NagiosEnterprises / nrpe

NRPE Agent
GNU General Public License v2.0
257 stars 133 forks source link

DNS issue should return UNKNOWN or CRITICAL #268

Open tatref opened 1 year ago

tatref commented 1 year ago

Hi,

https://github.com/NagiosEnterprises/nrpe/blob/b226fe4175dc79c9a6d7994614e570b26ad0f0dc/src/utils.c#L156-L157

At the moment, a DNS issue returns a WARNING.

This should probably be either UNKNOWN or CRITICAL.

Also, using check_nrpe for a host on Nagios will return an OK instead of WARNING, which can be problematic

I know that this project is not longer developped, can this still be fixed? I can make the PR

Thanks

ericloyd commented 1 year ago

I argue that it should not be considered CRITICAL, and UNKNOWN is not really the case - it is known that it is not resolvable, so it is not unknown. In essence, I believe that WARNING remains the proper response.

If you want to check for proper DNS resolution, you should be using the _checkdns plugin outside of NRPE. To be super pedantic, you could make a dependency that requires the check_dns result to be in an OK state before using a FQDN in an NRPE-based check, so that the NRPE check doesn't execute unless DNS is responding properly.

In short - my vote would be to leave it as is.

tatref commented 1 year ago

Thanks for your feedback!

Well, the goal of the command is to check for something on the remote host, so the result of the command could be UNKNOWN, because it didn't even get to execute the command, so in essence, the result os not KNOWN

I know I can add a check_dns, but adding this to every host is going to cumbersome. Moreover, maybe I have an /etc/hosts entry for this host, so check_dns is not necessarily the way to go.

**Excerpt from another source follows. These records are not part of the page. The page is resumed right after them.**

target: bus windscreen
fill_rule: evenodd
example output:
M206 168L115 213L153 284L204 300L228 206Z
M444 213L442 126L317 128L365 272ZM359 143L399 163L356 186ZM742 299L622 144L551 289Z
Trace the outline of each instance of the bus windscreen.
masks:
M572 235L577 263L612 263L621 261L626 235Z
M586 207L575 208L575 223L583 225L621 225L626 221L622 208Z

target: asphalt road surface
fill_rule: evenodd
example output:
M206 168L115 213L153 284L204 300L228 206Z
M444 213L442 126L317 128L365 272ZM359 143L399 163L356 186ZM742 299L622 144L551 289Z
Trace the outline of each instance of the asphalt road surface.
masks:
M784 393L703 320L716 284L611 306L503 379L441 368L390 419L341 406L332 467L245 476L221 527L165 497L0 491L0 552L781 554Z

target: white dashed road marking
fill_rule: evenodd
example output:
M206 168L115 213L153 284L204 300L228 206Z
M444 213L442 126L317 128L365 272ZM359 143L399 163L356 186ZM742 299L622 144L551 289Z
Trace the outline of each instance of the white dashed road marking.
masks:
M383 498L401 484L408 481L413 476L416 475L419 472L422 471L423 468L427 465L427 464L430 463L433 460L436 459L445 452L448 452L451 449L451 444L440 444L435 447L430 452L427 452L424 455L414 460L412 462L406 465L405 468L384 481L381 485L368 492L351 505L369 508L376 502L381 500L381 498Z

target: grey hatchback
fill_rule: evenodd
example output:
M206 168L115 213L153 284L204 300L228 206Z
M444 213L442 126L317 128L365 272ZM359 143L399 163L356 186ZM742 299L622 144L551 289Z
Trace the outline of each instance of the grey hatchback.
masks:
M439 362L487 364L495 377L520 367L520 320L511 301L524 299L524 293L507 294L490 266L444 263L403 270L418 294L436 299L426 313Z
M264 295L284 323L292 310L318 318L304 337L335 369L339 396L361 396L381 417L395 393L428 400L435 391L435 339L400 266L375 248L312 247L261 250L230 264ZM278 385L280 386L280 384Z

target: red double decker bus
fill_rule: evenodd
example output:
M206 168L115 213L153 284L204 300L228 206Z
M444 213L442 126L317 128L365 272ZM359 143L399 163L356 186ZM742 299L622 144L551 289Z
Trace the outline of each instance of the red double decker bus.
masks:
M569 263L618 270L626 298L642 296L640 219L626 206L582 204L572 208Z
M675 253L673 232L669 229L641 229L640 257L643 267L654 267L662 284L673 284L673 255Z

ericloyd commented 1 year ago

I still believe that it is not a CRITICAL condition for whatever is being checked. It is a failure in NRPE's ability to connect, and there are ways to ensure that it can connect before executing the check. I named one.

And if you're using /etc/hosts, then DNS failure isn't an actual option here, is it? It's basic connectivity issues, which should then issue an UNKNOWN. But not a CRITICAL.

ericloyd commented 1 year ago

By the way, service dependencies are "smart" in that, if configured properly, you don't need to specific them for all hosts. You leave that part blank, make the master service your check_dns and your dependent service your check_nrpe (with no commands, just connectivity checking). That way, DNS must be working for check_nrpe to work. Then you make all your NRPE-based checks dependent upon check_nrpe (with no commands) so that they only run if NRPE is working. It's two dependencies.

ericloyd commented 1 year ago

So if we've narrow the code snippet in question down to being a DNS issue, as opposed to a general connectivity issue, then it definitely shouldn't be returning CRITICAL, and in this case, I'll agree that UNKNOWN would be more appropriate than WARNING.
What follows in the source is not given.